The Bergs have not disclosed the identity of the supermarket.
Video Unlimited, a business owned by family members, may occupy the smaller retail building, said Rick Berg, an architect on the project and son of the owners.
Residents living in the area said they fear the development will increase traffic congestion along Regal and aggravate storm-water runoff problems in southeast Spokane. The development lies in the path of a natural drainage basin the county has been eyeing for a future storm-sewer system.
So far the developers have not been asked to include plans for a storm sewer across the property, said Rick Berg. Residents of the Moran Prairie Neighborhood Association said the lack of planning for storm sewers is an obvious oversight the city must correct.
Storm-water runoff in southeast Spokane is so severe that county commissioners earlier this year passed a law requiring that all new development use evaporation ponds instead of grassy depressions that allow water to seep into the ground.
The city has no such requirements.
The county is in the middle of a study on runoff, and the low spot running from 44th and Regal to the northeast is considered a likely location for a storm-water system.
Susan Brudnicki, president of the neighborhood association, said her group will try to persuade the city to work with the county in solving the runoff problem. She said the supermarket development “could very well exacerbate the county’s crisis conditions.”
Developers for the project are planning to landscape a large grass settling pond and funnel storm water into it from the buildings and the parking lots. However, there are no plans for handling water moving across the site.
The grass settling pond would be planted over three rock-lined ditches that could absorb excess water. They are called rock “galleries” and have been used in other developments in the area.
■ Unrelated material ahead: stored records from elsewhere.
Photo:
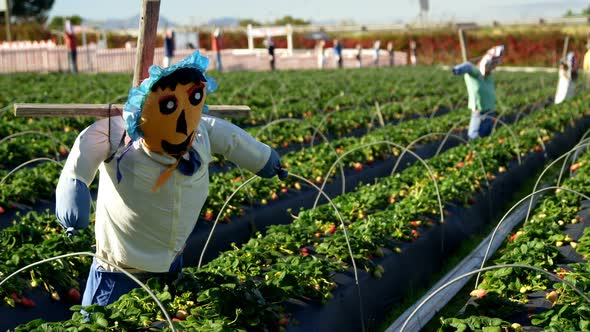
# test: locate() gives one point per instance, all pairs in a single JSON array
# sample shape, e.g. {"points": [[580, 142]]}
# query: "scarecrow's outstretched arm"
{"points": [[72, 205], [465, 68], [241, 148]]}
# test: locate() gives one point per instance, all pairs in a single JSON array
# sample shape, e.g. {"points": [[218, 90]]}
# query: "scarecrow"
{"points": [[154, 179], [481, 91]]}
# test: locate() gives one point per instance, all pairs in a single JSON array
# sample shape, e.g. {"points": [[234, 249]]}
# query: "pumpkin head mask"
{"points": [[172, 111], [165, 110]]}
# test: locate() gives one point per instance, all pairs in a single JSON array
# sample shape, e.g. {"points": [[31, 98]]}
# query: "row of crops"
{"points": [[329, 127], [555, 240]]}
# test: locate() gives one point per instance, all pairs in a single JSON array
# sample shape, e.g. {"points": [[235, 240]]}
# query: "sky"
{"points": [[323, 11]]}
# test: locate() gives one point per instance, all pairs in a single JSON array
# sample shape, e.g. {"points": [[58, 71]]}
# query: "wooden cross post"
{"points": [[144, 58], [463, 44]]}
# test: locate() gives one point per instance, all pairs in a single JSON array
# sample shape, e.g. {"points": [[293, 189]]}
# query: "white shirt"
{"points": [[135, 227], [565, 87]]}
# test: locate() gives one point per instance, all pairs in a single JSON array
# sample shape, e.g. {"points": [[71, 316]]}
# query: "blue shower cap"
{"points": [[137, 96]]}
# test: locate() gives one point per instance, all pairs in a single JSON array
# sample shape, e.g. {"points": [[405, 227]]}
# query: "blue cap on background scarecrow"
{"points": [[165, 110]]}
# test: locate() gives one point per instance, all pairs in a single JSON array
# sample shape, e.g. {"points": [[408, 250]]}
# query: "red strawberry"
{"points": [[181, 314], [15, 297], [73, 296], [304, 252], [28, 303], [479, 293], [332, 229], [284, 321]]}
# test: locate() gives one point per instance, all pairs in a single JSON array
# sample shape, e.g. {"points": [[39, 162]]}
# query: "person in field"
{"points": [[481, 90], [169, 48], [391, 52], [216, 46], [71, 45], [337, 49], [567, 76], [586, 65], [154, 179]]}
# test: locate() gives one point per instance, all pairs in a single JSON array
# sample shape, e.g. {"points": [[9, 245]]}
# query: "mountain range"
{"points": [[133, 23]]}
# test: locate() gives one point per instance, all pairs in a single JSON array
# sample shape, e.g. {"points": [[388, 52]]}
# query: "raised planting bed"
{"points": [[555, 239], [247, 288], [418, 260]]}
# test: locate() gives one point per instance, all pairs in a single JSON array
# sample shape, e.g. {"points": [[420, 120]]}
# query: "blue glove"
{"points": [[273, 167], [72, 204], [463, 68]]}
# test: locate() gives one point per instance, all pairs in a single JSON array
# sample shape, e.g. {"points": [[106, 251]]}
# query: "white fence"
{"points": [[44, 58]]}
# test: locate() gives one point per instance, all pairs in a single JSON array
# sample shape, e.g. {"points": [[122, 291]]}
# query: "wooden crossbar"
{"points": [[102, 110]]}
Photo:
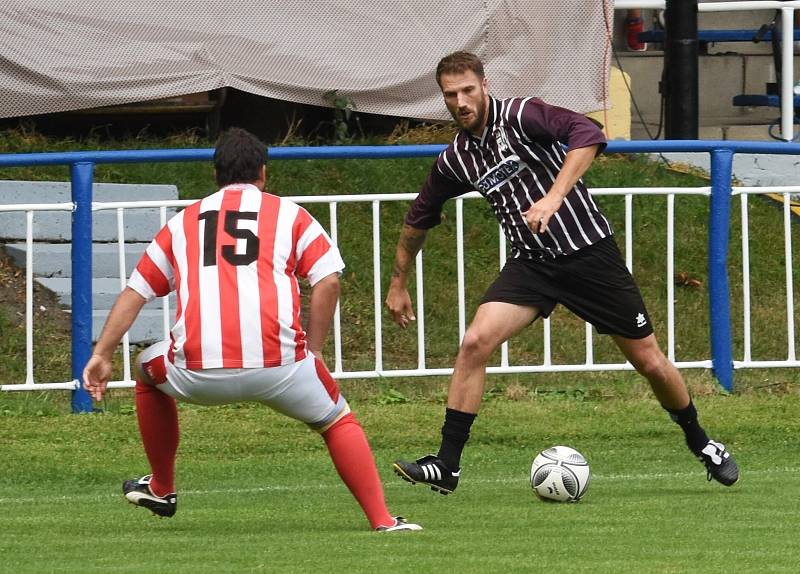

The city is poised to approve the project.
In 1989 the previous owners of the property won a zone change for a similar supermarket project on six of the eight acres involved in the Berg proposal. The Bergs bought the property several years ago from M&P; Investments Co.
Because the original project was not built, the city is requiring the Bergs to obtain approval of a new design plan.
Also, the Bergs want to add two acres to the northeast portion of the site, and that will require a zone change for that parcel. The northeast section is currently zoned for apartments, not businesses.
In 1989 the city hearing examiner ordered the land owners not to oppose any storm-sewer development.
Engineering studies show the site was once a wetland that has been reclaimed with fill dirt. The studies warn the owners not to put buildings or pavement over the fill unless they excavate it and allow the soil to dry.
The wet fill dirt could settle and shift, causing buildings or pavement to crack. A soil engineer said it might be better to excavate the fill dirt and replace it with rock, which would drain water and be more suitable for the compaction needed to support the weight of buildings or pavement.
Rick Berg said he and his parents are aware of the problems but haven’t decided how to solve them.
Traffic studies show the project would draw about 2,400 vehicles a day, Berg said. The developers have agreed to give up about 15 feet of land at the front of the property so Regal could be widened with a left-turn lane in the middle.